About 90% of the patients in this study were treated with metformin. This finding in an observational study seems to confirm that the doctors followed guidelines, which consistently advise the use of metformin at every stage of treatment [20–22]. The investigators were not asked about the reasons why metformin was not used in some patients, but given the small number of these patients it seems that these cases are likely accounted for by adverse events or contraindications.
On the other hand, less than 5% of patients were treated with sulphonylureas in combination with insulin. Given that it appears that in most cases such a combination is not only unnecessary, but also increases the number of hypoglycemic episodes [23], this fact most likely reflects the real-life behavior of physicians and diabetologists taking part in this study, where the treatment was in fact left to their discretion.
Conventional premixed human insulin preparations have an onset of action of approximately 0.5 to 1 h, usually plateau at 3 to 6 h, and last up to 24 h [24]. Gensulin M30 should be administered within 15 min before a meal, according to the drug label. This instruction was introduced as a result of the study “The timing of injection of premixed insulin 30/70 and glucose profile in patients with type 2 diabetes mellitus” [25]. The authors concluded that administration of Gensulin M30 5, 15 and 30 min before a meal in patients with type 2 diabetes induced a similar postprandial glucose increase and 24-hour profile. Comparable conclusions were made by Müller: an injection-to-meal interval in patients with type 2 diabetes mellitus and preprandial human insulin therapy is not necessary [26].

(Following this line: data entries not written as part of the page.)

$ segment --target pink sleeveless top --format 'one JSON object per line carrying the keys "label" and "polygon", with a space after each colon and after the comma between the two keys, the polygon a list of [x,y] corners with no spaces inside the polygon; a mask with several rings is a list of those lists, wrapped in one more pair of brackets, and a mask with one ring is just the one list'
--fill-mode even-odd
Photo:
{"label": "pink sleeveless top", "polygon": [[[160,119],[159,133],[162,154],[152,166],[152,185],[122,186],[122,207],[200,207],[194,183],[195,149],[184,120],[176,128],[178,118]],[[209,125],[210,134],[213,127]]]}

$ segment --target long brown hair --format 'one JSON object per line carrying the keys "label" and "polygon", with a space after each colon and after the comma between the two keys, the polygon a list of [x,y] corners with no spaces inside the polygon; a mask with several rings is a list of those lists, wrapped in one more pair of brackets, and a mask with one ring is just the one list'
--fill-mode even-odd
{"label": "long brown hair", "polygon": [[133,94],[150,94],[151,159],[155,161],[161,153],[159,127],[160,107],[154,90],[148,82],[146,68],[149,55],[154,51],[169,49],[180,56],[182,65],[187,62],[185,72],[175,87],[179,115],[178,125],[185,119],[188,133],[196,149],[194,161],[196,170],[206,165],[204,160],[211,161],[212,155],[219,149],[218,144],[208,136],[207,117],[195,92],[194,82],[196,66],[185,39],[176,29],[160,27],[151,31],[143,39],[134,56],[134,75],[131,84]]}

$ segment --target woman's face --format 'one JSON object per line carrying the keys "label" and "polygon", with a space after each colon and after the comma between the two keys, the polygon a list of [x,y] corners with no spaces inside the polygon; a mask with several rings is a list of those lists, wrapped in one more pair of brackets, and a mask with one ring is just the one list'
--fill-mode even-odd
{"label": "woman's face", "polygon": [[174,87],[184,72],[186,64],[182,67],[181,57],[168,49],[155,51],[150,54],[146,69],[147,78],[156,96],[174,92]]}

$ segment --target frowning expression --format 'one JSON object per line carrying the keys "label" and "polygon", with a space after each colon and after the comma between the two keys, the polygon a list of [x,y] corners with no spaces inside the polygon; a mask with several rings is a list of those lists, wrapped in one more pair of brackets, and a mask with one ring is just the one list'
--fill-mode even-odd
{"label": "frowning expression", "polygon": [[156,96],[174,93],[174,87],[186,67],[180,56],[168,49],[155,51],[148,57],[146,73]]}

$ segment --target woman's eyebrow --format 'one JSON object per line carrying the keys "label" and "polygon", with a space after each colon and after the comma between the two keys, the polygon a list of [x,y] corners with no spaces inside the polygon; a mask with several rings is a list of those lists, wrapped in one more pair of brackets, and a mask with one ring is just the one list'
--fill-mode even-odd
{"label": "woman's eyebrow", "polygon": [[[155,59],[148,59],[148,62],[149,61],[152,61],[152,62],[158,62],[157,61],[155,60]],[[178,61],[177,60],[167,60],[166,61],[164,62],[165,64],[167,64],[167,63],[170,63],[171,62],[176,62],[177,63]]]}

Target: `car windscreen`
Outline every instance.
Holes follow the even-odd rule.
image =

Muller's survey also highlights that the reported pharmacological properties of a single insulin preparation depend largely on the method used. For example, in the 22 studies analyzed in Muller's paper, the onset of action after subcutaneous injection of human regular insulin ranged from 0.08 to 0.5 h, with peak action from 0.75 to 4 h, and duration of action from 4 to 12 h [27].
The present study has some limitations. For example, the fact that patients included in the study began insulin treatment before randomization, which was necessary to ascertain the observational character of the study, precludes a precise assessment of the influence of insulin on the magnitude of the decrease of glycated hemoglobin or glycemia. However, it must be assumed that the actual decrease of HbA1c in the course of insulin treatment was even greater. As in many observational studies, the characteristics of patients are rather scarce and post-hoc analyses are impossible to perform. Another limitation is missing data. However, in spite of this, the number of analyzed patients was sufficient to draw conclusions (Figure 1).
In conclusion, the PROGENS study shows that the recombinant human insulin Gensulin was effective in terms of lowering glucose and HbA1c levels. The number of hypoglycemic episodes was low and no weight gain was observed in the studied group.
Conflict of interest
The study was sponsored by Bioton. MW, JJ, JR, GZL, AZ declare no conflict of interest. PB was former employee of Bioton, current is employee of Teva. MM is employee of Bioton.
EF – lectures: Bioton, Novo Nordisk, MSD, Berlin-Chemie, Sanofi, Merk, Servier, advisory board: Bioton, Berlin-Chemie, Novo Nordisk.